[Intel-xe] [PATCH v2 5/5] drm/xe/pm: Init pcode and restore vram on power lost

Fri Jun 23 13:28:49 UTC 2023


> -----Original Message-----
> From: Nilawar, Badal <badal.nilawar at intel.com>
> Sent: Thursday, June 15, 2023 5:18 PM
> To: Gupta, Anshuman <anshuman.gupta at intel.com>; intel-
> xe at lists.freedesktop.org
> Cc: Vivi, Rodrigo <rodrigo.vivi at intel.com>; Tauro, Riana
> <riana.tauro at intel.com>
> Subject: Re: [PATCH v2 5/5] drm/xe/pm: Init pcode and restore vram on
> power lost
> 
> 
> 
> On 07-06-2023 16:33, Anshuman Gupta wrote:
> > Don't init pcode and restore VRAM objects in vain.
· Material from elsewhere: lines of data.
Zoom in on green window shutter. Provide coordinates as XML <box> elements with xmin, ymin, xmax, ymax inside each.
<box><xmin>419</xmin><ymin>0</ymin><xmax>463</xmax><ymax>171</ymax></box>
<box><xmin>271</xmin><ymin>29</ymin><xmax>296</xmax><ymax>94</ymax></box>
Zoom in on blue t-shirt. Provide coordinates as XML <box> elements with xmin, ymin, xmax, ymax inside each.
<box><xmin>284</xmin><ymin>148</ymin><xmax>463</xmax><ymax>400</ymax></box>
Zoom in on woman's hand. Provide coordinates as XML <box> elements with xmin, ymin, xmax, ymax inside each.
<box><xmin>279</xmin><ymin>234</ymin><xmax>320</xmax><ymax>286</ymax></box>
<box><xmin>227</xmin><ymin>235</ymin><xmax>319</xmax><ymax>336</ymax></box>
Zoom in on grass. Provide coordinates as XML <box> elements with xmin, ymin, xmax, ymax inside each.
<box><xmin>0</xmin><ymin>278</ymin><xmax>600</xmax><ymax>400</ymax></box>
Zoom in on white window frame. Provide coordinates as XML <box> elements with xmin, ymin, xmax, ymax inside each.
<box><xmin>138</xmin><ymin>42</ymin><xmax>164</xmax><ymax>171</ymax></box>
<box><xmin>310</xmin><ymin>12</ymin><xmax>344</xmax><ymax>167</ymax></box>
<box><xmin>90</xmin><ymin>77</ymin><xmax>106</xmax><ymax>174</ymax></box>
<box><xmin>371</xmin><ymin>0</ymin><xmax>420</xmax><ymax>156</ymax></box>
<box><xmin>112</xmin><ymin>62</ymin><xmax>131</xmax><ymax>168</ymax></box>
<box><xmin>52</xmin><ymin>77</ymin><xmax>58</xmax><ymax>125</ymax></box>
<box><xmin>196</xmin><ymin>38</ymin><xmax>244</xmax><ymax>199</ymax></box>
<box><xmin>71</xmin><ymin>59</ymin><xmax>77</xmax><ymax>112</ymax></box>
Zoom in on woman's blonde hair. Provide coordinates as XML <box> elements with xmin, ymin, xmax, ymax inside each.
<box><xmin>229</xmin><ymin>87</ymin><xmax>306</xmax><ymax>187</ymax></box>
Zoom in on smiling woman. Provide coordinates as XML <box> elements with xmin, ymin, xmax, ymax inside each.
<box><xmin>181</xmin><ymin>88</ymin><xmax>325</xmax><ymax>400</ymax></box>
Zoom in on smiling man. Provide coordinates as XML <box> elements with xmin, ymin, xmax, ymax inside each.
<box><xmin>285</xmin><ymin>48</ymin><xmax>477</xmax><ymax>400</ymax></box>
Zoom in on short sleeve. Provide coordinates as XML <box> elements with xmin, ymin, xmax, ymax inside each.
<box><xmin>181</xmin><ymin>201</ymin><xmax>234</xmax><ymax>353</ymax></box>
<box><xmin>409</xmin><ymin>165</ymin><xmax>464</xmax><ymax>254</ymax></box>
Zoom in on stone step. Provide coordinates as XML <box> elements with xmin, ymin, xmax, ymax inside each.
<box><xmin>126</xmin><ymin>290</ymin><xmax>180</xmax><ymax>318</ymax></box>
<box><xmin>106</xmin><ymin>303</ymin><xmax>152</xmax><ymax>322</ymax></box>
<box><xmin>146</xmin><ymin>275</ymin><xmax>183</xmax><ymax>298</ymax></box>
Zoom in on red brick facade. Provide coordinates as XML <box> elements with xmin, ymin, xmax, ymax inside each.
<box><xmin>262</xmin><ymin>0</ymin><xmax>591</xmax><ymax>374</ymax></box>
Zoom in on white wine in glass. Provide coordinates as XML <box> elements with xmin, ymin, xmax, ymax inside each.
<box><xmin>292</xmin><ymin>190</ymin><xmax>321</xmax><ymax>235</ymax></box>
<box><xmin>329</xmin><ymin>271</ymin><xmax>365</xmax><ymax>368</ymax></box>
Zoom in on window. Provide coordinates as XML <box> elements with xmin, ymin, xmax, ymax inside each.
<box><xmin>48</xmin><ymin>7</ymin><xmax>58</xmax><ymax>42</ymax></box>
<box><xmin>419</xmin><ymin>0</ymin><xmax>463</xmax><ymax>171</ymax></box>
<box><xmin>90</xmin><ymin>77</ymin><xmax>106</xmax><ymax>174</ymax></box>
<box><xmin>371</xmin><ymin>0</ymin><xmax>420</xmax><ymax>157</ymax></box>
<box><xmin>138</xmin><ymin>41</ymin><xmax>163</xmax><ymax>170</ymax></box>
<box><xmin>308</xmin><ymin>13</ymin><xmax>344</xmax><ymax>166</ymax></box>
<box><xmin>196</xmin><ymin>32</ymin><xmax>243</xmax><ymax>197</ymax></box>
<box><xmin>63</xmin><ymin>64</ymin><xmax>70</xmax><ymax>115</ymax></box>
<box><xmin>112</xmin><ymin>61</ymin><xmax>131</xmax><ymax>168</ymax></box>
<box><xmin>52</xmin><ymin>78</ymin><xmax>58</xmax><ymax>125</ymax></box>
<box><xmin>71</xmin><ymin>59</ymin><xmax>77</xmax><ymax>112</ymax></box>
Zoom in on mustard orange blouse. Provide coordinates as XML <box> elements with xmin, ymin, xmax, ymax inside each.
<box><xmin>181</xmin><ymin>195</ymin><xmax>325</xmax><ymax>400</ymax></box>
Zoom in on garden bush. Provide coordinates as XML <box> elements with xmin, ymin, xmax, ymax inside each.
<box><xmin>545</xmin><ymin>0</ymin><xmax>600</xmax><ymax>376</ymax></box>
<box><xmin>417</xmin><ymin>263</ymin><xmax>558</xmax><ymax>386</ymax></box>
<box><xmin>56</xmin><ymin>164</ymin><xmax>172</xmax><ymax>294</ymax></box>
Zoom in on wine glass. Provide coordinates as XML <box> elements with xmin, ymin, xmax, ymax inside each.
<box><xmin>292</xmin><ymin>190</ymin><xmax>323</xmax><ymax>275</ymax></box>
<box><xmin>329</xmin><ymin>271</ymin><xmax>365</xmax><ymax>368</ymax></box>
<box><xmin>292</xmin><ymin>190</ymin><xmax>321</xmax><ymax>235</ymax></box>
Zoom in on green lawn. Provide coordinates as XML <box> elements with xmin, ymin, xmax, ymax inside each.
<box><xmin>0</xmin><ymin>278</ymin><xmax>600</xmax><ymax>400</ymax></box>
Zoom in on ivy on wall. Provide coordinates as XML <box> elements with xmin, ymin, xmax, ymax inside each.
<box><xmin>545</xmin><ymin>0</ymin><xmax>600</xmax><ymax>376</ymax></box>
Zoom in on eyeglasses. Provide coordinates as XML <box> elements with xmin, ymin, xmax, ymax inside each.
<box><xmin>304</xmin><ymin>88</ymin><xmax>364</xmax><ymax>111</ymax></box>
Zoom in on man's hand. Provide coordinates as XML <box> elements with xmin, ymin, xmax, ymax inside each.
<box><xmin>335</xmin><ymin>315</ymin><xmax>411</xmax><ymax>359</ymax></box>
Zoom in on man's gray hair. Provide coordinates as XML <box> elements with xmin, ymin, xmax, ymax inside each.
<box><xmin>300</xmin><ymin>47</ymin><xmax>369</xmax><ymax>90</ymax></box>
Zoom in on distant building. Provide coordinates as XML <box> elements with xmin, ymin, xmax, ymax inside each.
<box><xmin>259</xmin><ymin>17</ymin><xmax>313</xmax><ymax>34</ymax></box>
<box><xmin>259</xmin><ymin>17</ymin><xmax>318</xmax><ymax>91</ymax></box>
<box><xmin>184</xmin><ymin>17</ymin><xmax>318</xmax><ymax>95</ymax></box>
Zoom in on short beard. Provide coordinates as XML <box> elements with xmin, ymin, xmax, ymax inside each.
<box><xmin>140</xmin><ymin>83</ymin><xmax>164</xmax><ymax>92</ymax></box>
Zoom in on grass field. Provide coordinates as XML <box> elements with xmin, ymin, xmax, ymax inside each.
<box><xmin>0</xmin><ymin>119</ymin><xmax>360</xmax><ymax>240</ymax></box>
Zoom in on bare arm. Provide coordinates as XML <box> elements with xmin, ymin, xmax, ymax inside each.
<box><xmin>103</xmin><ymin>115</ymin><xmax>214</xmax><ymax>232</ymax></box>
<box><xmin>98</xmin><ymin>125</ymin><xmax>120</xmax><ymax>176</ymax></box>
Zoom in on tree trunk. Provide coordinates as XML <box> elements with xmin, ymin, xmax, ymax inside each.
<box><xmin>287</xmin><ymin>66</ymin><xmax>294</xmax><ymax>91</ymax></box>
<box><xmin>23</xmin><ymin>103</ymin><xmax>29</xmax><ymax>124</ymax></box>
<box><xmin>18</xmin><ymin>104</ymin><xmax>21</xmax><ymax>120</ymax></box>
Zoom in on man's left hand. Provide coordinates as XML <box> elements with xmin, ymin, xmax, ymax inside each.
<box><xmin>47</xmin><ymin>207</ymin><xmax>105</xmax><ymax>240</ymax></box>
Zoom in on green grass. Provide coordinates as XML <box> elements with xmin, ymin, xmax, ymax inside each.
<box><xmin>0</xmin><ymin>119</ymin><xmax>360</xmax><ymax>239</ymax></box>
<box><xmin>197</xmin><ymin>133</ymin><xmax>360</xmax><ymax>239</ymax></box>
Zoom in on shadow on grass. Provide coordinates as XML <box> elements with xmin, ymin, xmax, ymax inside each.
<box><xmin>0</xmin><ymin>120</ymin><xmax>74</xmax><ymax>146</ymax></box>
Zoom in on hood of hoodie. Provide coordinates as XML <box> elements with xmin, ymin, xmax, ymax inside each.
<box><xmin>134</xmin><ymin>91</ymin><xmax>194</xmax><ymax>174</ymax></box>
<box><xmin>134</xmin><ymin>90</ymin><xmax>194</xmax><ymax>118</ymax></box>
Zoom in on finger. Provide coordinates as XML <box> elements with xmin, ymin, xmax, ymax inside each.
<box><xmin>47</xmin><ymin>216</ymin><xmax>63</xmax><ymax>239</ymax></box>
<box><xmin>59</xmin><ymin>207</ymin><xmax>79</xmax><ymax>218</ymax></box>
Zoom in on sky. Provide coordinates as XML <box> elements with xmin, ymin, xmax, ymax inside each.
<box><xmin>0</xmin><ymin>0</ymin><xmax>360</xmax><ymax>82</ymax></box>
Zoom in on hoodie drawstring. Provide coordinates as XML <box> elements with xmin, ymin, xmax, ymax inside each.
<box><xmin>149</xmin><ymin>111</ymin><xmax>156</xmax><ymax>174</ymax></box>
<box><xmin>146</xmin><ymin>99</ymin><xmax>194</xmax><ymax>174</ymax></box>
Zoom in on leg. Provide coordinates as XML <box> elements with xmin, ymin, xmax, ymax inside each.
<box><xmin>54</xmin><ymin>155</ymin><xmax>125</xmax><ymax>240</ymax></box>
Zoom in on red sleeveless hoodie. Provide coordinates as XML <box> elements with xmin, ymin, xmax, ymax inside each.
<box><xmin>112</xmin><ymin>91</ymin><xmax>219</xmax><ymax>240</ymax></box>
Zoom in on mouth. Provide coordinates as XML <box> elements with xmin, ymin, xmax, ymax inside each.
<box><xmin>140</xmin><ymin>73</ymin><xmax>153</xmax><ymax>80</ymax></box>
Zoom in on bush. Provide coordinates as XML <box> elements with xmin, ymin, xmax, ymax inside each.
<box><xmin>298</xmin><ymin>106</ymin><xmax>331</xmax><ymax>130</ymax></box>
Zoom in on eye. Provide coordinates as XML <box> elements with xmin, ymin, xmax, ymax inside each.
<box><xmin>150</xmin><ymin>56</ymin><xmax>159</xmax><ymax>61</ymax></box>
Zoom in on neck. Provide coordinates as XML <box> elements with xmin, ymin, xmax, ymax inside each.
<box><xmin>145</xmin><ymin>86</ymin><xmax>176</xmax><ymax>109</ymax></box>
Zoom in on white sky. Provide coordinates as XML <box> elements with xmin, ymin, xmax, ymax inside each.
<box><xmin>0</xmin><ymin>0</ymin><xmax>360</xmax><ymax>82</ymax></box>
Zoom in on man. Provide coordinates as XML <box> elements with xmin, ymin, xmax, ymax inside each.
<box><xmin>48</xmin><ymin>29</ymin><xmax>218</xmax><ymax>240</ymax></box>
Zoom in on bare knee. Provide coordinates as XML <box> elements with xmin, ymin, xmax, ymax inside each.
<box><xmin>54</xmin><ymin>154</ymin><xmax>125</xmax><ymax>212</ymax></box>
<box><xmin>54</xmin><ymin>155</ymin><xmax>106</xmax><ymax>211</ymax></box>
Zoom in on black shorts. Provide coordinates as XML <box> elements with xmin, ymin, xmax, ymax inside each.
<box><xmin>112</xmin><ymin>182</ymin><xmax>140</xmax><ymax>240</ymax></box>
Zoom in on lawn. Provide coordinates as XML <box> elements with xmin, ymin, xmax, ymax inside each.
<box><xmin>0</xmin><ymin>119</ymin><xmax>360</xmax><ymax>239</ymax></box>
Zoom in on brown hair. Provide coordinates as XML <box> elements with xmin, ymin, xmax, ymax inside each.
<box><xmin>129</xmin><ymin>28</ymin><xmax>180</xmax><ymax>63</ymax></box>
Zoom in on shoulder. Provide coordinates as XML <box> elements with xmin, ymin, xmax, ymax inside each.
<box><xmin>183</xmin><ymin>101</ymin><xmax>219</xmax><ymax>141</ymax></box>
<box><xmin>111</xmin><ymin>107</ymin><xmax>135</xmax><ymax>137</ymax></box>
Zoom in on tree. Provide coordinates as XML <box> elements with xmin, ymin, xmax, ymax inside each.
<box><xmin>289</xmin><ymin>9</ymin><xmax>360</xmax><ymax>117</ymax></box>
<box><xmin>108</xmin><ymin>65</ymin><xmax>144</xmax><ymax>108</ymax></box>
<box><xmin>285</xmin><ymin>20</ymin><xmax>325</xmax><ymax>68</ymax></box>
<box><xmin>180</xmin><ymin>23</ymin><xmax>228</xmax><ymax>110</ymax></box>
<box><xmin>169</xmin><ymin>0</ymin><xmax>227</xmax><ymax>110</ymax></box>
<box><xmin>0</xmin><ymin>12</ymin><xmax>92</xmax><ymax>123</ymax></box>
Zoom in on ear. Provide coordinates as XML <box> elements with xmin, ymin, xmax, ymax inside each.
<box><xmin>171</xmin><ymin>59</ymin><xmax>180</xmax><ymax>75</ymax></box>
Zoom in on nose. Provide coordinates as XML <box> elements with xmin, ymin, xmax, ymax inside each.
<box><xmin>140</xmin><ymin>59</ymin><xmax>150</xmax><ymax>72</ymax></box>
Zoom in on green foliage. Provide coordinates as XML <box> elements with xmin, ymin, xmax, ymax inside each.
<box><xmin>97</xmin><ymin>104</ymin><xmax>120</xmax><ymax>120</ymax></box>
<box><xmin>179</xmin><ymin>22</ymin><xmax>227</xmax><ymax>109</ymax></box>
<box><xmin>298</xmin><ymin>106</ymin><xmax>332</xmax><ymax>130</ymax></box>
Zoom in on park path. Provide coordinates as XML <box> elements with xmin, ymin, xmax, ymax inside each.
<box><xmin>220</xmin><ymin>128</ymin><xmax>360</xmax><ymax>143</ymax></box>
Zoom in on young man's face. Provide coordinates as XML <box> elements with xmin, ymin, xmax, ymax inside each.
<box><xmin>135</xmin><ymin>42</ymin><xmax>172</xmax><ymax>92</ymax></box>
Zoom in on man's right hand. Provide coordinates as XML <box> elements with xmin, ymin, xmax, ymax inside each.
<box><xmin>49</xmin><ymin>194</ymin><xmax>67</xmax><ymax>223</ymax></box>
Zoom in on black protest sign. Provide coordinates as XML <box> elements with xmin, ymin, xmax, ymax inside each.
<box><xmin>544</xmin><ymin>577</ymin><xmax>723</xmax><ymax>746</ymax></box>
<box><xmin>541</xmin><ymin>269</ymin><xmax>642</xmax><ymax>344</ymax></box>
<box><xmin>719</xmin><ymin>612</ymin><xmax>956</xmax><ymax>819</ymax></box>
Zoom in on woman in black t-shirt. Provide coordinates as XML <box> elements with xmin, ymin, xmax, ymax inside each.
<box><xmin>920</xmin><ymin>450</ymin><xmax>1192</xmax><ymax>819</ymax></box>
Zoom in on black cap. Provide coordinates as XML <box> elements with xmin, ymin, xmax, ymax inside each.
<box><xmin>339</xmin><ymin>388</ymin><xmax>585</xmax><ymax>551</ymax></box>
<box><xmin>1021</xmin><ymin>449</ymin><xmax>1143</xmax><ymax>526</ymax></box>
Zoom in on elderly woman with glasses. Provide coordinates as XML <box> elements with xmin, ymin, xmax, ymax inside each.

> > We can rely on primary GT GUC_STATUS to detect whether card has really
> > lost power even when d3cold is allowed by xe.
> > Adding d3cold.lost_power flag to avoid pcode init and vram
> > restoration.
> > Also cleaning up the TODO code comment.
> >
> > Cc: Rodrigo Vivi <rodrigo.vivi at intel.com>
> > Signed-off-by: Anshuman Gupta <anshuman.gupta at intel.com>
Thanks for review.
> > ---
> >   drivers/gpu/drm/xe/xe_device_types.h |  3 +++
> >   drivers/gpu/drm/xe/xe_guc.c          | 17 +++++++++++++++++
> >   drivers/gpu/drm/xe/xe_guc.h          |  1 +
> >   drivers/gpu/drm/xe/xe_pci.c          |  2 --
> >   drivers/gpu/drm/xe/xe_pm.c           | 15 ++++++++++++---
> >   5 files changed, 33 insertions(+), 5 deletions(-)
> >
> > diff --git a/drivers/gpu/drm/xe/xe_device_types.h
> > b/drivers/gpu/drm/xe/xe_device_types.h
> > index bdd093d30788..34bf2ea3b3f9 100644
> > --- a/drivers/gpu/drm/xe/xe_device_types.h
> > +++ b/drivers/gpu/drm/xe/xe_device_types.h
> > @@ -382,6 +382,9 @@ struct xe_device {
> >   		/** @allowed: Indicates if d3cold is a valid device state */
> >   		bool allowed;
> >
> > +		/** @power_lost Indicates if card has really lost power. */
> > +		bool power_lost;
> > +
> >   		/**
> >   		 * @vram_threshold is the permissible threshold(in
> megabytes)
> >   		 * for vram save/restore. d3cold will be disallowed, diff --git
> > a/drivers/gpu/drm/xe/xe_guc.c b/drivers/gpu/drm/xe/xe_guc.c index
> > e51d8fb4a354..706b3bc0452e 100644
> > --- a/drivers/gpu/drm/xe/xe_guc.c
> > +++ b/drivers/gpu/drm/xe/xe_guc.c
> > @@ -848,3 +848,20 @@ void xe_guc_print_info(struct xe_guc *guc, struct
> drm_printer *p)
> >   	xe_guc_ct_print(&guc->ct, p, false);
> >   	xe_guc_submit_print(guc, p);
> >   }
> > +
> > +/* Srtictly to called from RPM resume handler */ bool
> > +xe_guc_has_lost_power(struct xe_guc *guc) {
> > +	struct xe_gt *gt = guc_to_gt(guc);
> > +	u32 status;
> > +	int err;
> > +
> > +	err = xe_force_wake_get(gt_to_fw(gt), XE_FW_GT);
> > +	if (err)
> > +		return false;
> > +
> > +	status = xe_mmio_read32(gt, GUC_STATUS);
> > +	xe_force_wake_put(gt_to_fw(gt), XE_FW_GT);
> Should error check be added here as well?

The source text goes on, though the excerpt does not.